Monday, the week’s first working day, witnessed bears dominating investors’ sentiments at the country’s largest Karachi bourse with KSE 100-share index shedding 74 points (0.26 per cent) to close at 28,493.74 points against 28,567.74 points of Friday last week.
“Stocks closed lower amid concerns for political standoff against protesters across the country,” viewed Ahsan Mehanti, a director at Arif Habib Corporation.
The trading volume shrank to 122.9 million shares compared to 187.8 million of last trading session. Of 325 scrips traded, only 121 could gain value with 185 others losing it and 19 witnessing status quo.
Huge losses on political crises, along with fall in banking spreads, the analyst said, played a catalyst role in the day’s bearish activity. Political deadlock, coupled with an instable rupee, impacted the sentiments, Mehanti said. The state-owned institutions and a positive CPI data for August’14 at 6.99 per cent supported to benchmark index, he said.
Overall, the trading value declined from Rs 9.8 billion to Rs 6.1 billion. Market capital, however, remained flat at Rs 6.7 trillion.
“The resolution of ongoing political unrest is expected to play its role in determining the direction of the KSE100 index going forward,” opined InvestCap analyst Abdul Azeem.
The benchmark index registered a “massive” decline of 5.8 per cent during August. “This immense setback is mainly due to ongoing political turmoil in the country as rising uncertainty on the government front is the major reason which turns down the investor’s sentiments towards pessimism,” Azeem viewed. Further, the analyst said, the benchmark index was on the bottom in MSCI Frontier Index return during the month under review and lost nine percent.

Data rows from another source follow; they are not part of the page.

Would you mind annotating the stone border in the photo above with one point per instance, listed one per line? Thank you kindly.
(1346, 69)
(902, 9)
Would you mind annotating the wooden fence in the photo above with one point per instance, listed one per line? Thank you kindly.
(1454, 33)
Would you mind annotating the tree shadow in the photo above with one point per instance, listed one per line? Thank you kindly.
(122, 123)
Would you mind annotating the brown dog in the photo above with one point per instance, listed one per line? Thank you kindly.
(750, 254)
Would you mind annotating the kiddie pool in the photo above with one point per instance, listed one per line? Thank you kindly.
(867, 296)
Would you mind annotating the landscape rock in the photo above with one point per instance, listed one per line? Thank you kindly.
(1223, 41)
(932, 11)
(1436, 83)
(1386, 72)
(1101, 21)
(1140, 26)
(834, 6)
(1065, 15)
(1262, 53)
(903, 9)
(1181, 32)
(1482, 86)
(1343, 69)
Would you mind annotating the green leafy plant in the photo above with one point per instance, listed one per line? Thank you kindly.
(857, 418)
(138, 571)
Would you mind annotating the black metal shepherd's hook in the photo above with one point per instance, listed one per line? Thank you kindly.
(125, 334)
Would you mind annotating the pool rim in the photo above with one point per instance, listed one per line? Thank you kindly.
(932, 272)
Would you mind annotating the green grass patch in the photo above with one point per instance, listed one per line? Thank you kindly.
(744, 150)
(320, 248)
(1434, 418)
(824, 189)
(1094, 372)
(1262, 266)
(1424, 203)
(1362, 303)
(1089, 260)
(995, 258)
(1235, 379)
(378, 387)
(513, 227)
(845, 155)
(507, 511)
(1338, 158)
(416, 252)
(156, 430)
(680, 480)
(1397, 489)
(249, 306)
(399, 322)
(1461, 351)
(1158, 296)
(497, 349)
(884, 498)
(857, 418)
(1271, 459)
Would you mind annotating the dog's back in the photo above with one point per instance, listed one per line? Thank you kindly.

KSE lost identity amongst the regional peers by underperforming as the average return of the major MSCI indices remained at +1.7 per cent. While the overall average return of the sample countries was still at 0.2 per cent.
As for foreign equity flows, the analyst said, Pakistani equities failed to attract foreign investment as compared to Asia Pacific region. Net inflows of $ 25 million were received during August ($351mn YTD), against a whopping $3.0 billion ($41bn YTD) of inflows into the region during the aforementioned period.
“Taiwan and India were the top countries which managed to receive the major portion of the regional inflows by obtaining $1.6 billion and $1.1 billion, respectively,” he said.
Analysts, however, still see positive fundamentals for Pakistani equity market.
Azeem said volumes at the market, as measured by average daily shares traded, went up by 20 percent month-on-month (MoM) to 134 million shares. Trading activity was boosted by second and third tier scrips while the total traded value at the bourse dropped by 16 percent MoM to Rs 131 billion.
“Cumulatively, KSE-100’s returns during 8MCY14 went up by double-digit of 13 percent,” he said.
Advising the stocks investors, in his outlook on the ongoing political hustle and bustle in Islamabad, the analyst said “Wait till resolution”.